Krasikov’s portraits of Moscow, past and present, are evocative and convincing. The city’s drifting poplar seeds and stray dogs, trams and tower blocks link the two narratives.

Two adjacent chapters, separated by 74 years, are set in the Metropol Hotel, with its high stained-glass ceiling. Visiting his rebellious son Lenny, who is trying to make his way in Moscow, Julian walks between gleaming mansions with security cameras and faded log cabins, between “paranoid New Russia” and the “decomposing Soviet Union”.

But there are also metaphysical connections: both strands examine the corrosive pressures on morality.

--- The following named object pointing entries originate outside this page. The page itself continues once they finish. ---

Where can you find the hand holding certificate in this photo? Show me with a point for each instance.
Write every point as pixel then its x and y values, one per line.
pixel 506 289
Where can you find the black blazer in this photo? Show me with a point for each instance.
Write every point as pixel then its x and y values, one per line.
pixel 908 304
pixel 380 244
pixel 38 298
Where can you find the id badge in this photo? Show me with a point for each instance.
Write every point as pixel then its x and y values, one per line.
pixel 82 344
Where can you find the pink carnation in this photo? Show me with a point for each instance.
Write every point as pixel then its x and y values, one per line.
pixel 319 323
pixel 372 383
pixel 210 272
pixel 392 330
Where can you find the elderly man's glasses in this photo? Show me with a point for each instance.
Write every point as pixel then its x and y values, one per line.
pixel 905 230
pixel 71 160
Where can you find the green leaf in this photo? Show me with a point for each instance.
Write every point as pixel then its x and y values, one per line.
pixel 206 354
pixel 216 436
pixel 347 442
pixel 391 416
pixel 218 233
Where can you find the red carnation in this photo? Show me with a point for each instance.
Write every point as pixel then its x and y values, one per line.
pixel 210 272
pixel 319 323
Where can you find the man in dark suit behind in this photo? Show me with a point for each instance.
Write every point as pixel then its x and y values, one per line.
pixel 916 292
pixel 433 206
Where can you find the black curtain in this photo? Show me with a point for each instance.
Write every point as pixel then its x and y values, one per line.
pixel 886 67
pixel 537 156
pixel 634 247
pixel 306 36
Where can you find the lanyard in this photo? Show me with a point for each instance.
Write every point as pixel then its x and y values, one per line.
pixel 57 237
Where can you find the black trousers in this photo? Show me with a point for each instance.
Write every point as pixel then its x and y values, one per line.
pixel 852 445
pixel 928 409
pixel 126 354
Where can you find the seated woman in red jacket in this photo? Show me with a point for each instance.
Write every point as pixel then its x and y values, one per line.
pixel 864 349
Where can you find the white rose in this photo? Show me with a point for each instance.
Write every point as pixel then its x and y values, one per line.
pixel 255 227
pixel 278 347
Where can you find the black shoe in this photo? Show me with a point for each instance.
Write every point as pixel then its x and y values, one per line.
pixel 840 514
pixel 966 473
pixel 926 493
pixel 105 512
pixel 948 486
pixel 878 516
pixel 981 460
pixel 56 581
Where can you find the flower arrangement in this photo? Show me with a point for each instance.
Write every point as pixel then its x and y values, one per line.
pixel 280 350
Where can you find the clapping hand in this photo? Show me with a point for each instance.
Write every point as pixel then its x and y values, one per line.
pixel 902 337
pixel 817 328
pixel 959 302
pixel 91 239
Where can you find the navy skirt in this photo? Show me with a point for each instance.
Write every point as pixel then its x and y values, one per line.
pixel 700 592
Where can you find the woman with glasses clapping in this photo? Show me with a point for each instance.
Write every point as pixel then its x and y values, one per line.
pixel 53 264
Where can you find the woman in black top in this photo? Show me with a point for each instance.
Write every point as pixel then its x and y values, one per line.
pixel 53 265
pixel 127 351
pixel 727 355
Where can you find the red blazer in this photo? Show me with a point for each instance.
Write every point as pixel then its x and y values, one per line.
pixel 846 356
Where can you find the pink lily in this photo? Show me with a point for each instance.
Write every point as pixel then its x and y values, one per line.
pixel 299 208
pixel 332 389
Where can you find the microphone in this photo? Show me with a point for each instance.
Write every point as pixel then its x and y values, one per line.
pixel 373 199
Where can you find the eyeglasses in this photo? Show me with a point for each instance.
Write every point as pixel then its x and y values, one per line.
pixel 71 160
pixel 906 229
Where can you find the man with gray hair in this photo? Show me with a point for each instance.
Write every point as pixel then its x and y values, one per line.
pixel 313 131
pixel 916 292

Julian’s story is sometimes reminiscent of A.D. Miller’s Booker-shortlisted Snowdrops, another tale of corruption and complicity set in modern-day Moscow, with its steamy, birch-whipped banyas, drunken barbecues at the dacha and greedy, compromised expats. There is a similarly authentic sense of danger, but Krasikov tempers the grimness with redemptive compassion. The most moving strands of her novel explore the agonisingly difficult relationships between parents and children and the fact that, as one character comments, “there’s not enough kindness in our world”. However bleak the outlook, political morality is ultimately about human beings and the way we treat each other.